Sometimes I sense a cocooned world of feeling inside me that would connect me to others for good if only I could release it: that would make the world come alive with meaning. But when others get too close, I want to float off into the world of words and images that continually passes through my head, into the void from which they arise, and never return: to subtract myself from the world until nothing is left and I’m free.

– Frenet, Journal

Walking in circles

A few months ago, out of a kind of desperation, I started walking. In the beginning I’d walk one or two hours a day, later whole afternoons, sweat running down my head. I walked all over the city, through parks, forests, industrial estates where lorries with advertisements on their sides rumbled by me.

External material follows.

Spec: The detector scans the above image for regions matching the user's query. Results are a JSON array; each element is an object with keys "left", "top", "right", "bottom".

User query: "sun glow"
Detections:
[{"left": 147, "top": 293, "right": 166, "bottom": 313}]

I walked myself into the ground, day after day. I’m slowly getting stronger, my pace grows lighter and faster. Our bodies are built to walk, I’ve discovered, built to find their natural rhythms in the steady pace of a long walk. I let my shoulders relax and my limbs move in loose counterpoint until I’m just a body moving through space. There’s always something missing, some goal out of reach, which is why I started walking in the first place. I’m walking in circles. Walk then, I tell myself, walk your circles.

— Frenet, Journal

It’s too late, I said to myself, it’s over, there’s nothing for it but to start to live. To wrench something into these sinkholes of time, these gaps between self and others, self and self.

But I’m too far away – or too close. The border between self and world either recedes out of sight or dissolves and lets the whole world in.